Des accusations trop sévères?

Première publication 14 mai 2012 à 09h51
TVA Nouvelles

Les accusations portées contre les quatre jeunes suspectés d'avoir paralysé le métro de Montréal avec des bombes fumigènes seraient-elles trop sévères?

Roxanne Belisle, 23 ans, François Vivier-Gagnon, 22 ans, Vanessa L'Écuyer, 22 ans, et Geneviève Vaillancourt, 25 ans, ont été accusés d'incitation à craindre des activités terroristes, de complot et de méfaits de plus de 5000$.

«Les accusations de complot et de méfait [...] sont très graves et très sérieuses, a rappelé Me Gilles Ouimet, ancien bâtonnier du Québec, en entrevue avec Claude Poirier. [...] Ce qui a fait sourciller certaines personnes, dont moi, c'est le recours aux infractions en matière de terrorisme. [...] Quand on parle de terrorisme, ça frappe l'imaginaire des gens, donc on se questionne si c'est vraiment à propos d'avoir recours à ces dispositions.»

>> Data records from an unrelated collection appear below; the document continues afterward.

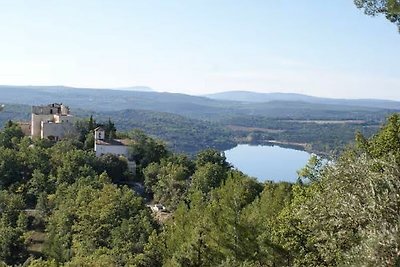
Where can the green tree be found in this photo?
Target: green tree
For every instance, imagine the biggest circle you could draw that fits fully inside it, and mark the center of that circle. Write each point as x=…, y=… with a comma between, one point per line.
x=208, y=177
x=211, y=156
x=389, y=8
x=10, y=135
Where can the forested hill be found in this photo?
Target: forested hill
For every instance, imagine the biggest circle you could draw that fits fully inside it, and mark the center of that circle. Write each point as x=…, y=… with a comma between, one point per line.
x=254, y=97
x=60, y=205
x=191, y=123
x=281, y=105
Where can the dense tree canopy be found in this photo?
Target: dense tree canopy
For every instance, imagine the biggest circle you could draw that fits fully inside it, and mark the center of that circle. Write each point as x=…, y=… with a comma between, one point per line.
x=60, y=205
x=389, y=8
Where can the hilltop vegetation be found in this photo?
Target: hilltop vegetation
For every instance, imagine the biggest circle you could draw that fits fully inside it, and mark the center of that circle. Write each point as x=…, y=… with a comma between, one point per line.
x=190, y=123
x=61, y=206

«La définition d'activité terroriste est très large, on parle de perturber gravement les services essentiels, sauf qu'on a prévu que ça ne vise pas le cadre de revendication et de manifestation.»

Un message fort

Il n'est pas exclu que le Directeur des poursuites criminelles et pénales ait volontairement utilisé ce chef d'accusation pour passer un message, selon Gilles Ouimet.

«On peut penser qu'en ayant ajouté cette infraction, on voulait passer un message», explique-t-il, rappelant cependant que rien n'est encore joué pour les accusés.

«On en est au tout début du processus, où le poursuivant va choisir les accusations, donc on ne sait pas encore lesquelles resteront au bout du compte. De plus, les accusés sont toujours présumés innocents à l'heure actuelle.»